The concept of the Aryan race, which the Nazis promoted, stems from racial theories asserting that Europeans are the descendants of Indo-Iranian settlers, people of ancient India and ancient Persia.[86] Proponents of this theory based their assertion on the fact that words in European languages and words in Indo-Iranian languages have similar pronunciations and meanings.[86] Johann Gottfried Herder argued that the Germanic peoples held close racial connections to the ancient Indians and the ancient Persians, who he claimed were advanced peoples that possessed a great capacity for wisdom, nobility, restraint and science.[86] Contemporaries of Herder used the concept of the Aryan race to draw a distinction between what they deemed to be "high and noble" Aryan culture versus that of "parasitic" Semitic culture.[86]

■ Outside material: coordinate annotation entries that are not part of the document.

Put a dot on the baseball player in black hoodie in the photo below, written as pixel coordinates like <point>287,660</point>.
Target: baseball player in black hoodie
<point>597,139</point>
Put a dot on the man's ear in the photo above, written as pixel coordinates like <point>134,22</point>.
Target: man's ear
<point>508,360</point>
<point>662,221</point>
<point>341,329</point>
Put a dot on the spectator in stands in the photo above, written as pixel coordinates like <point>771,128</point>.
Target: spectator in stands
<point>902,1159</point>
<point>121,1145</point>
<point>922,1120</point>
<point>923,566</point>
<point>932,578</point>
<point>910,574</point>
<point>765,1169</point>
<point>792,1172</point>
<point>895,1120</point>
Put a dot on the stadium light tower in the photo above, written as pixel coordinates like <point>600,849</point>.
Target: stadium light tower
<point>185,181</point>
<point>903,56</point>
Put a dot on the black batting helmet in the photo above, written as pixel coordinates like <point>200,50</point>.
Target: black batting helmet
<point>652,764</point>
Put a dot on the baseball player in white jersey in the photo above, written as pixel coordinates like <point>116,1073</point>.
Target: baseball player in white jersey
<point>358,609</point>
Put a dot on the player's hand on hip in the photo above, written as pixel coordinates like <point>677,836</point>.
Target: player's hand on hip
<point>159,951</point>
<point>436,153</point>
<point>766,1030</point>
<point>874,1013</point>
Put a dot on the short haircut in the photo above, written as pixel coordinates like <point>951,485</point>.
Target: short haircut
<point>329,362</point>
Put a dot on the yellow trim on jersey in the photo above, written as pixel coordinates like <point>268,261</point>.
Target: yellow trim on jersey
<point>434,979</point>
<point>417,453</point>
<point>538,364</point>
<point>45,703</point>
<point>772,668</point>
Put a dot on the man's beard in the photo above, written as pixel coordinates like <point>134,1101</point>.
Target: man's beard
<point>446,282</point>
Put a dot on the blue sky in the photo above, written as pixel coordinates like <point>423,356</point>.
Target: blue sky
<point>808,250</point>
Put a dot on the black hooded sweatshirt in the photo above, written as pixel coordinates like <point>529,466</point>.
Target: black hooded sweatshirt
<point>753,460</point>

Notions of white supremacy and Aryan racial superiority were combined in the 19th century, with white supremacists maintaining the belief that certain groups of white people were members of an Aryan "master race" that is superior to other races and particularly superior to the Semitic race, which they associated with "cultural sterility".[86] Arthur de Gobineau, a French racial theorist and aristocrat, blamed the fall of the ancien régime in France on racial degeneracy caused by racial intermixing, which he argued had destroyed the purity of the Aryan race, a term which he only reserved for Germanic people.[87][88] Gobineau's theories, which attracted a strong following in Germany,[87] emphasised the existence of an irreconcilable polarity between Aryan (Germanic) and Jewish cultures.[86] Houston Stewart Chamberlain, whose book The Foundations of the Nineteenth Century would prove to be a seminal work in the history of German nationalism
Aryan mysticism claimed that Christianity originated in Aryan religious traditions, and that Jews had usurped the legend from Aryans.[86] Houston Stewart Chamberlain, an English-born German proponent of racial theory, supported notions of Germanic supremacy and antisemitism in Germany.[87] Chamberlain's work, The Foundations of the Nineteenth Century (1899), praised Germanic peoples for their creativity and idealism while asserting that the Germanic spirit was threatened by a "Jewish" spirit of selfishness and materialism.[87] Chamberlain used his thesis to promote monarchical conservatism while denouncing democracy, liberalism and socialism.[87] The book became popular, especially in Germany.[87] Chamberlain stressed a nation's need to maintain its racial purity in order to prevent its degeneration and argued that racial intermingling with Jews should never be permitted.[87] In 1923, Chamberlain met Hitler, whom he admired as a leader of the rebirth of the free spirit.[89] Madison Grant's work The Passing of the Great Race (1916) advocated Nordicism and proposed that a eugenics program should be implemented in order to preserve the purity of the Nordic race. After reading the book, Hitler called it "my Bible".[90]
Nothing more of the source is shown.